1st December 2021
On Christmas morning 1869 Cosima, wife of the composer Richard Wagner, awoke to beautiful, flowing strains of music never heard before. Richard had composed the piece in thankfulness for the recent birth of their son Siegfried. Aptly named Siegfried Idyll, it was played by a small ensemble he’d secretly gathered on the stairs. What a lovely gift, and it set me thinking. This time of year we start to grumble about the commercialisation of Christmas. It’s a bit late for that, because so much of our life is already commercialised to excess, with just about everything we do, or want, measured by its cash-value. We’re bombarded with advertising about things not really intended for our pleasure but promoted to swell the coffers of the producers and the banking systems they depend on. It’s a kind of slavery. Christmas is merely its annual peak.

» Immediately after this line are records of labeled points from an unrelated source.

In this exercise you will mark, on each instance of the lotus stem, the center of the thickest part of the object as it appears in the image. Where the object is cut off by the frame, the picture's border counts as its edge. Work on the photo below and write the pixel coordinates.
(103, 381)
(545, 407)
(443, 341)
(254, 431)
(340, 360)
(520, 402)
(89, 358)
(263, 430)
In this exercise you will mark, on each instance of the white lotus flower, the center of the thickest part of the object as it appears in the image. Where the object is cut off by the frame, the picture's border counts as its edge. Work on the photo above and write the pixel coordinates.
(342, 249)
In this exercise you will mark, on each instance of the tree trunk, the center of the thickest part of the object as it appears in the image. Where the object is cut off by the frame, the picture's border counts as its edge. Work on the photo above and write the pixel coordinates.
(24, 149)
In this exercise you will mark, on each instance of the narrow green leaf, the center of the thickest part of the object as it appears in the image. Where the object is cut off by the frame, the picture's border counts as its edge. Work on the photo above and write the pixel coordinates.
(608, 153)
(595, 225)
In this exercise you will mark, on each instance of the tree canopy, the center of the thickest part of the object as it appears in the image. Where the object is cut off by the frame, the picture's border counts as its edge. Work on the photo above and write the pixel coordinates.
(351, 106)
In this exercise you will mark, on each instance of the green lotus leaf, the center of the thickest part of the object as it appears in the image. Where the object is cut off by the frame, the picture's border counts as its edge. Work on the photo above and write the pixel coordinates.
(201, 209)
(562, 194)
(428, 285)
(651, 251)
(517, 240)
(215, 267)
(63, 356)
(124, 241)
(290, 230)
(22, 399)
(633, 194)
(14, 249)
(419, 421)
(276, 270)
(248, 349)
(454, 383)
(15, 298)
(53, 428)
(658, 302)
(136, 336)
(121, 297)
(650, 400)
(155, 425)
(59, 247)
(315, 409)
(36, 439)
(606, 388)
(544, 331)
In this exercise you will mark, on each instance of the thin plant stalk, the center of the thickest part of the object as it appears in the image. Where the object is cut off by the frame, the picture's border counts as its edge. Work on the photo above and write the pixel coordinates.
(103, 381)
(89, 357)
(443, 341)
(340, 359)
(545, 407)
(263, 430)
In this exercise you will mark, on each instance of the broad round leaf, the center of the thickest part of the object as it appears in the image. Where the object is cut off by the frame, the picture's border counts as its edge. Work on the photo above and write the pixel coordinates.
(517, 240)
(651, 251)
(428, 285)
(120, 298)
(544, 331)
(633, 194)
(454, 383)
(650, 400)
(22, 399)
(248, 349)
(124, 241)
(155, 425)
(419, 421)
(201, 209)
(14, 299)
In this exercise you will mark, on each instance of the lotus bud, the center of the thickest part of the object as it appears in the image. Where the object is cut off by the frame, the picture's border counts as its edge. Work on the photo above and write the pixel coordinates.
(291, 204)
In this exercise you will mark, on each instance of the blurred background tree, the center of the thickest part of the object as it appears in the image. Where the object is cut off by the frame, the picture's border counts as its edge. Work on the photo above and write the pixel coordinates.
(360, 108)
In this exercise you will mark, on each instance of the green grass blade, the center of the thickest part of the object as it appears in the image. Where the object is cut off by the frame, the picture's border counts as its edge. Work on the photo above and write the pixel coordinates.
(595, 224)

OK, I can’t readily see any way out of this slavery.But suppose, just for the odd gift or two, instead of spending money we spent something of ourselves in their making, or writing (story? poem?), or painting, or knitting (or growing)? Even, just count as a present a visit we make? We can’t compose like Wagner, but we could find it liberating just to give something that would be really valued by someone, but hasn’t come out of the cut-throat cash-nexus society we’re embedded in. What we give might not have any obvious cash-value, but that’s already the case with some of the most treasured things. A new-born child for example, including one whose parents only have a borrowed manger to lay him in.